From the Publisher
Safe. To Tracy, safe means having Mama close by. Years after her mother's death, Tracy still feels her presence. But the moment Tracy is forced into a car as she is walking home from school one day, safe is ripped away. In the aftermath of an unspeakable crime, thirteen-year-old Tracy must fight her way back to safety and find comfort in her mother's memory once again.

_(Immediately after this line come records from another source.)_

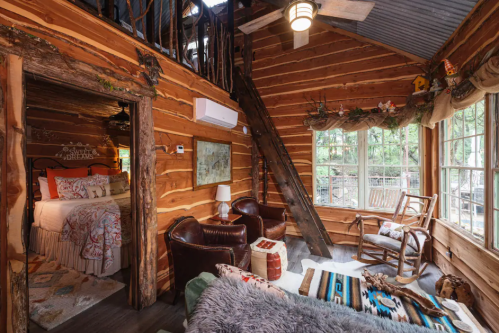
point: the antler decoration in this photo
(379, 282)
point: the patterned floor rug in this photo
(57, 293)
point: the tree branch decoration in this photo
(379, 282)
(152, 65)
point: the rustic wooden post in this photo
(180, 30)
(255, 169)
(248, 41)
(109, 6)
(145, 229)
(201, 63)
(14, 256)
(151, 30)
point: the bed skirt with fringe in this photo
(46, 243)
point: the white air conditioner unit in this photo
(213, 113)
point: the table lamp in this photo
(223, 195)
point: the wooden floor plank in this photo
(115, 315)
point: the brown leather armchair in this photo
(261, 220)
(197, 248)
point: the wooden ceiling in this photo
(50, 96)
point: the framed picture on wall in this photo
(212, 160)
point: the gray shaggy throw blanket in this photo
(229, 305)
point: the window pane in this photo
(332, 181)
(457, 125)
(462, 185)
(375, 155)
(321, 138)
(469, 121)
(322, 156)
(392, 155)
(393, 166)
(375, 136)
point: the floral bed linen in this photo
(99, 227)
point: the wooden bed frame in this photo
(31, 165)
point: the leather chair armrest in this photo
(254, 226)
(224, 234)
(273, 213)
(189, 260)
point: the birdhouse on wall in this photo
(421, 84)
(453, 78)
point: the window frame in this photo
(363, 175)
(491, 107)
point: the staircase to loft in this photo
(266, 136)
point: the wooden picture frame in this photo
(197, 186)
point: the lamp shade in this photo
(300, 14)
(223, 193)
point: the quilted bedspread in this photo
(98, 228)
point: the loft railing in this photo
(200, 40)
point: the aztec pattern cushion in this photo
(105, 190)
(75, 188)
(394, 230)
(269, 258)
(68, 173)
(255, 280)
(121, 177)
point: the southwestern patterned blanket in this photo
(99, 227)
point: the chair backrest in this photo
(187, 230)
(423, 214)
(383, 198)
(247, 205)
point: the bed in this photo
(89, 235)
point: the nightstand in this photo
(229, 220)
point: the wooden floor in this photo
(115, 315)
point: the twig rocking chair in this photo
(404, 250)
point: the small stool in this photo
(269, 258)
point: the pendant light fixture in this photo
(300, 14)
(122, 119)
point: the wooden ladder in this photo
(269, 141)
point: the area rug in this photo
(57, 293)
(291, 281)
(230, 305)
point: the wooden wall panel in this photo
(475, 37)
(63, 30)
(348, 71)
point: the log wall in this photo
(477, 36)
(347, 70)
(111, 55)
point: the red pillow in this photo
(104, 171)
(66, 173)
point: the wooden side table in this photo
(229, 220)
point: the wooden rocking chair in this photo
(387, 249)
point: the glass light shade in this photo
(300, 14)
(223, 193)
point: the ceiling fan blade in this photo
(351, 10)
(260, 22)
(300, 38)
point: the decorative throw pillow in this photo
(394, 230)
(255, 280)
(67, 173)
(44, 188)
(74, 188)
(121, 177)
(106, 190)
(104, 171)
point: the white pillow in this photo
(44, 188)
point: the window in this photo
(125, 160)
(462, 170)
(366, 169)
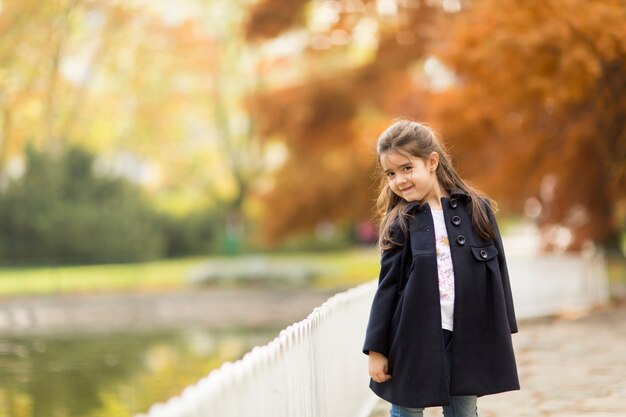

Susan Shaw returns with a raw and moving story of a young rape victim's journey toward healing, empowered by poetry and music, family and friends.
Publishers Weekly
In this extraordinarily tender novel, Shaw (The Boy from the Basement) eloquently encapsulates what it feels like to be a victim of rape. On the last day of seventh grade, Tracy is brutally assaulted by an older boy she knows. From that day on, even after her attacker is arrested and pleads guilty, she has trouble believing she is safe. Worse, she can no longer find any comfort in her memories of her mother, who died when Tracy was only three. "I couldn't even think of Mama and the yellow rose and the yellow dress or the way her stories felt.... How could I fix the shattered piece?" Feeling unprotected, disconnected from her once-happy childhood and alone, Tracy stays indoors for almost the entire summer, unable to face unknown horrors. Going to a therapist doesn't help, although she does find some relief when she practices the piano. Soon music becomes the center of her days, distracting her from scary thoughts but also further isolating her from friends. Intimate, first-person narrative honestly expresses Tracy's full range of emotions as well as her state of paralysis, unable to think about her attack or move past it. The author adroitly avoids spelling out the particulars of the rape, conveying its impact through Tracy's conscious or subconscious choice to try to blank out the details. Readers may find themselves so engrossed in Tracy's trauma that they might have trouble putting the book down until Tracy finally comes to terms with her experiences. Ages 14-up. (Oct.)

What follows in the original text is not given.